In the current work, the extra-guidance technique using the Xper CT reflected a better efficacy with a moderate increase of irradiation hazards (2 folds increase in ED). The implication of CT as a guidance tool has been used for interventional pain procedures, such as celiac plexus and lumbar sympathetic blocks [36, 37]. It allows better visualization of the whole needle path, surrounding soft tissues, and vascular and bony structures [38]. However, CT-associated exposure to excessive irradiation may induce carcinogenesis, genetic mutation and several other hazards [37, 38]. In previous studies conducted by Hoang et al. [39] and Schmid et al. [40] comparing irradiation dose during pain interventions guided by fluoroscopy versus CT, Hoang et al. reported 4 times more radiation exposure during CT than fluoroscopy [39]. In recent work published by Maino et al. [37] in 2018, the ED for lumbar facetal and transforaminal injections was calculated to be 8 to 10 times higher under CT versus fluoroscopy. The lower ED in the current study (2 folds) could be attributed to Xper CT guide technique for fast and accurate RF needle positioning.
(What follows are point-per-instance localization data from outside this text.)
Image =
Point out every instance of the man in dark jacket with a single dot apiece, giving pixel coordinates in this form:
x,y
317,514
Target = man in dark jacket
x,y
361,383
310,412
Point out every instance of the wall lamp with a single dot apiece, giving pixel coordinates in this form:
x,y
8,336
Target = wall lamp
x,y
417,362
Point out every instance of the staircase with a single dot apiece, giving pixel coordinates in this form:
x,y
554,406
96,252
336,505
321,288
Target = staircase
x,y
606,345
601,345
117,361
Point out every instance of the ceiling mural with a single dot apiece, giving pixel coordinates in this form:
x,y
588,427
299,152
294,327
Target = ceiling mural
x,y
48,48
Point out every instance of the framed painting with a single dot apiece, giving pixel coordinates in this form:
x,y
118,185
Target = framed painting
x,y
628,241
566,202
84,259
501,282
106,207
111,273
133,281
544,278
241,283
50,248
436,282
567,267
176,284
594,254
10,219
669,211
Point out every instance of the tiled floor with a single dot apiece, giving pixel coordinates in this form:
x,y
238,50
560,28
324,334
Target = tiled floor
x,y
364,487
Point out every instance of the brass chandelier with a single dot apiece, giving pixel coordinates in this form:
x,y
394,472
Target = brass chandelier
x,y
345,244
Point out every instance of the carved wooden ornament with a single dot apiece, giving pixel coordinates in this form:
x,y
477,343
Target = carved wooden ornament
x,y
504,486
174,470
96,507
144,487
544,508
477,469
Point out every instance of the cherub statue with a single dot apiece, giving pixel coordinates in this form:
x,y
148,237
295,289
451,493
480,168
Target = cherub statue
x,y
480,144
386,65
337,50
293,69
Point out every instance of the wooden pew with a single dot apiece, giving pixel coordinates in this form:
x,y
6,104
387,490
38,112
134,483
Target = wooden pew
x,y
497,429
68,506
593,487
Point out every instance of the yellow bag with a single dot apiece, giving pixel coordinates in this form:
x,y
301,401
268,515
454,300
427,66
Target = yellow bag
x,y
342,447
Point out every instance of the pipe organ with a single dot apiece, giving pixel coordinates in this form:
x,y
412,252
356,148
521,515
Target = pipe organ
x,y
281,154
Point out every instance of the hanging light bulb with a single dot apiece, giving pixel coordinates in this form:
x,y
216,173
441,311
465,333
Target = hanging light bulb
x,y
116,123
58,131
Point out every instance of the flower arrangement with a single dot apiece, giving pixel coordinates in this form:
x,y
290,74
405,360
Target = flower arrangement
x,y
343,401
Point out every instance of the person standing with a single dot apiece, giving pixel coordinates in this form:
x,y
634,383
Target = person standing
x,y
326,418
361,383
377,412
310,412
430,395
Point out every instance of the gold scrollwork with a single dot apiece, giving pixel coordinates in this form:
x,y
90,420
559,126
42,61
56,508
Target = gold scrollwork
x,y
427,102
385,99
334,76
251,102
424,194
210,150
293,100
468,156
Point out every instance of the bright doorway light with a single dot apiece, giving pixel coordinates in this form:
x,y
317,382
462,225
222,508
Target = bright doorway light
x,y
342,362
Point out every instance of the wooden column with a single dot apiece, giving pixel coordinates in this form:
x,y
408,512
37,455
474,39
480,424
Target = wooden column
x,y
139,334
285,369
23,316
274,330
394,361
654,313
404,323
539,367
CT guidance is absolutely contraindicated in pregnant and pediatrics populations; however it improves anatomic localization, technical precision, post-procedures outcome and lessens the complications rate, hence it is widely practiced in many interventional procedures such as CT guided PCC, thoracic DRG-RF and many other techniques according to the clinical situation and physician judgment.

In conclusion, the integrated guidance of Xper CT-scan and fluoroscopy may improve the efficacy of TRF of thoracic DRG for the treatment of intractable chest pain in cancer patients. According to the authors’ knowledge, this is the first RCT studying the efficacy and safety of this technique for thoracic DRG-TRF in intractable chest cancer pain. Moreover, we stressed on the inferior transforaminal suprapedicular technique in the thoracic spine region.

Limitations and recommendations, this study is a single center work and single blinded hence multi-centric meta-analysis is recommended with a larger sample size of patients for verification of the data of the current work. Furthermore, a longer duration of follow up might be helpful for better evaluation and stratification of guidelines in treating lung cancer pain. Surgical confidence was not considered in the current work and should be respected in further upcoming researches.